New rules bringing kidneys to hardest-to-transplant patients

WASHINGTON — A shake-up of the nation’s kidney transplant system means more organs are getting to patients once thought nearly impossible to match, according to early tracking of the new rules.

It’s been a year since the United Network for Organ Sharing changed rules for the transplant waiting list, aiming to decrease disparities and squeeze the most benefit from a scarce resource: kidneys from deceased donors. Now data from UNOS shows that the changes are helping certain patients, including giving those expected to live the longest a better shot at the fittest kidneys.

The hope is to “really level the playing field,” said Dr. Mark Aeder, a transplant surgeon at University Hospitals Case Medical Center in Cleveland who is chairman of the UNOS’ kidney committee.

In Abingdon, Virginia, 8-year-old Marshall Jones was one of the lucky first recipients. A birth defect severely damaged his kidneys and a failed transplant when he was younger left his immune system abnormally primed to reject kidneys from 99 percent of donors.

Then last January, after four years of searching, organ officials found a possible match, hours away by plane but available under the new policy — and it worked.

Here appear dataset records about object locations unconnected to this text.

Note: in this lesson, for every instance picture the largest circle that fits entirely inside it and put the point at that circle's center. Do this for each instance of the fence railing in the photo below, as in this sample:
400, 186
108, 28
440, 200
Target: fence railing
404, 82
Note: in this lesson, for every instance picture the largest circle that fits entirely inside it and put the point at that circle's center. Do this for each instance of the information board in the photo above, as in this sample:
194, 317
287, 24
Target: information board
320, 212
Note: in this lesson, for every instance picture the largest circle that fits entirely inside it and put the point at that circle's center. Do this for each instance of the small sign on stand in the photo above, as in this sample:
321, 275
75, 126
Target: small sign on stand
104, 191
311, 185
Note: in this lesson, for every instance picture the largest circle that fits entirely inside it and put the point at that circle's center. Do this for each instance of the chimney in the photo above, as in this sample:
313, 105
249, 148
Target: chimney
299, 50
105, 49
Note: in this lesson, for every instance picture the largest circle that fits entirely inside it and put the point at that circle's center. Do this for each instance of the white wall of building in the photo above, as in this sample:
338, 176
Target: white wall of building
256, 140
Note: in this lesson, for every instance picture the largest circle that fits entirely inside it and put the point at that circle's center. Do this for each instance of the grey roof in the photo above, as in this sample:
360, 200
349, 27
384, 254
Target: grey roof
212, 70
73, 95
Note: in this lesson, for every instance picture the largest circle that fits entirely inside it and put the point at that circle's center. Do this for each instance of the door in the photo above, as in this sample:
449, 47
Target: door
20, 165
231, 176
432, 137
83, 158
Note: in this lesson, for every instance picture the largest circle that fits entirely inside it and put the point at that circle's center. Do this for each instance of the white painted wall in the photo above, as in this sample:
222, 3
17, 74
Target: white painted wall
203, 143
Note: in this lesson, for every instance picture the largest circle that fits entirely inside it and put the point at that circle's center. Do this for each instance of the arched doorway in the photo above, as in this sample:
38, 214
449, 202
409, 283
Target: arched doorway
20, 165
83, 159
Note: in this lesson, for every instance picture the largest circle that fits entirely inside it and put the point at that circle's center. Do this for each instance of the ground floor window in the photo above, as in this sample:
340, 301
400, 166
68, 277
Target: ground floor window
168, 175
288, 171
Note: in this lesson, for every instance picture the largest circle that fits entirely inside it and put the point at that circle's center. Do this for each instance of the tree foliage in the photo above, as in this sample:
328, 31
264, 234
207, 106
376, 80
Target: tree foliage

“We don’t use the word lightly, but this was really a miracle kidney for him,” said Dr. Victoria Norwood, Marshall’s doctor and the pediatric nephrology chief at the University of Virginia.

There’s a huge gap between who needs a new kidney and who gets one. More than 101,000 people are on the national waiting list, while only about 17,000 kidney transplants are performed each year. Roughly 11,000 of them are with kidneys donated from someone who just died; the rest occur when a patient is able to find a living donor.

The wait for a deceased-donor kidney varies widely around the country, and in 2014, more than 4,500 people died before their turn.

The new kidney allocation system can’t alleviate the overall organ shortage. “The only thing to shorten total wait time for everybody is more organ donors,” Aeder said.

Instead, the policy altered how deceased-donor kidneys are distributed, shifting priorities so that how long you’ve been on the waiting list isn’t the main factor. Among the changes:

—fewer transplants are occurring in which the kidney is predicted to outlive the recipient. Now, the kidneys expected to last the longest — as calculated by donor age and medical history — are offered first to the patients expected to survive the longest. That’s called longevity matching. Before the change, 14 percent of the longest-lasting kidneys went to recipients age 65 or older. That dropped to 5 percent as the new policy kicked in, according to UNOS monitoring.

—the less time spent on dialysis, the better patients fare after a transplant. Yet where you live still plays a big role in how quickly you’re put on the transplant list, with minorities and those in rural and poorer areas spending more time on dialysis first. The new policy gives people credit for that dialysis time, moving them up the waiting list, and boosted transplants among long-time dialysis users, UNOS found. In turn, transplants inched up among African-Americans, who spend disproportionately more time on dialysis.

—then there are those hardest-to-match patients such as Marshall, about 8,000 of them now on the waiting list. The new policy gives them special priority for organs that can be shipped to a wider area of the country than other kidneys, broadening the search for a super-rare match.

As a result, the percentage of transplants among those patients has risen nearly fivefold, UNOS senior research scientist Darren Stewart said.

UNOS is tracking the changes closely to look for unintended problems because more transplants for one group can mean fewer for another. For example, adults younger than age 50 are getting more kidneys since the rule change, but older patients still account for about half of transplants.

Another question is how the new policy will work long term as a backlog of the special-case patients starts to clear.

“All of a sudden you got a floodgate that opens because you gave these people a big advantage and you’re shipping kidneys across the country to them,” said Dr. John Roberts, transplant chief at the University of California, San Francisco, one of the largest kidney programs. He praised the rule change but said it may need some fine-tuning.

For example, the new policy also offers wider access to the kidneys expected to last the shortest amount of time, because the oldest or sickest patients might choose one for a quicker transplant rather than gambling that a fitter one will become available. But, “we don’t have a great way to predict what’s coming for a patient” to help them decide, Roberts said. Discards of those less-fit kidneys temporarily increased a bit as the new policy began.

Stay tuned. Transplant centers are learning to handle the logistical hurdles of shipping more kidneys around the country, potentially opening additional avenues to alleviate geographic disparities, Aeder said. “There’s much more to come.”